Postthrombotic legs with high VSDS, which could improve the statistical associations, were not included in this study. This could explain the relatively weak association between anatomic and clinical factors, and supports previous hypotheses that venous ulceration is a multifactorial process.11

VCSS and CEAP clinical score, reduced by 70% at 6 months postoperatively, demonstrated equally good sensitivity in measuring venous outcome. Postoperative changes were mainly due to varicose vein removal and pain reduction, whereas the observed modest score improvement in CEAP clinical class 4 to 6 reflects the existence of static components, eg, induration and skin pigmentation. New research and larger series are needed to decide which factors can be removed from the VCSS to make it easier and simpler without loosing sensitivity. Although assessment of reproducibility was beyond the scope of this study, satisfactory results have been reported.8

Both VCSS and CEAP clinical score changes were significantly higher in comparison with those of CEAP clinical class, which is considered rather static. Although we found CEAP clinical class nonsensitive in measuring venous outcome, we still consider CEAP clinical class useful in classifying clinical stages. This was also the intention of the VSS inventors, to complement the current CEAP system.7 VDS changes were found to be superior to all other scores; however, this finding needs to be treated with caution, because patient expectations to be compression-free might be a potential bias toward no use of elastic compression. Nevertheless, VDS is simple and probably has a strong relation with quality of life. VSS neither takes into account quality of life issues nor intends to substitute the specially designed quality of life questionnaires. Our opinion is that neither system is superior and that a new, hybrid system needs to be devised. Quality of life is not always affected, and in those cases these systems are not useful.
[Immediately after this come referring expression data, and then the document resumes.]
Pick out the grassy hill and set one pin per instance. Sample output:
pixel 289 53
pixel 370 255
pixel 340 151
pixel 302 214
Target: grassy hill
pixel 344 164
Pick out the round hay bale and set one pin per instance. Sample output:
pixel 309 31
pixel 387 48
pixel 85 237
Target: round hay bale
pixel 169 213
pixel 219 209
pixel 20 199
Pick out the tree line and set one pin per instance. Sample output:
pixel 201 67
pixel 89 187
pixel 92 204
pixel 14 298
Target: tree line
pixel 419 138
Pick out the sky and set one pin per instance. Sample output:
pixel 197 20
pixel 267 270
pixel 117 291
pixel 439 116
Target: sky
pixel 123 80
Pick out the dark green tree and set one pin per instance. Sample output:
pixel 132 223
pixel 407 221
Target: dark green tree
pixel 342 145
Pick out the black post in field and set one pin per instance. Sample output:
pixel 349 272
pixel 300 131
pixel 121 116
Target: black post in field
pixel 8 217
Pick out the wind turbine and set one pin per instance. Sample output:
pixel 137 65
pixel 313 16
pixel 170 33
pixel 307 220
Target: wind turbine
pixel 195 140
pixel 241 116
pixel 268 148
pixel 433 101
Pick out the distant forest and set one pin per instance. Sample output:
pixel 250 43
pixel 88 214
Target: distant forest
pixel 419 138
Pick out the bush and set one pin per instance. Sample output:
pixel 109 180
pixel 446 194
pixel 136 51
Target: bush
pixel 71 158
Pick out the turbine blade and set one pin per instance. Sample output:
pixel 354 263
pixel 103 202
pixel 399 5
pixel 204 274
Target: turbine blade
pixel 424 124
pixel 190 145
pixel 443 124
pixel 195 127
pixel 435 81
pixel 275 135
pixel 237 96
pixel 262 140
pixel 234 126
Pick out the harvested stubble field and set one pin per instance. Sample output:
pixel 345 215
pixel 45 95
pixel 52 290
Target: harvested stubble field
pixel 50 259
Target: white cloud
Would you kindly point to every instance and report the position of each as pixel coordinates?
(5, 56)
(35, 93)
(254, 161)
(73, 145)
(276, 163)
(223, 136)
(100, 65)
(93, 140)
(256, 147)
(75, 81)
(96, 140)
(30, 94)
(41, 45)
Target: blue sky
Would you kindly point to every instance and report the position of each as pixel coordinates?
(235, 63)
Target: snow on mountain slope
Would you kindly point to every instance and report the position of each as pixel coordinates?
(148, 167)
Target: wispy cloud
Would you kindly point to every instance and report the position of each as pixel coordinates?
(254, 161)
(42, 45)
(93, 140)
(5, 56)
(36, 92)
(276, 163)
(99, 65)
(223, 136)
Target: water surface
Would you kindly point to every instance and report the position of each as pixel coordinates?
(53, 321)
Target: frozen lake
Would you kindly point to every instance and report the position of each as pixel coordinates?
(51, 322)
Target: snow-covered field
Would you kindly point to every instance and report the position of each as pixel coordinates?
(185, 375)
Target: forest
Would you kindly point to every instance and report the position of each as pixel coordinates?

In conclusion, clinical severity scores, especially the new VCSS, are useful tools for assessing venous outcome. Compared with CEAP clinical score, VCSS has the additional advantage of correlating better with VSDS, a measure of the anatomic pattern of venous disease. Further modifications in VCSS might increase its sensitivity in monitoring outcome of venous surgery. Although use of the relatively simple CEAP clinical class might be adequate for daily clinical purposes, venous severity scoring systems should be used in clinical studies to quantify venous outcome.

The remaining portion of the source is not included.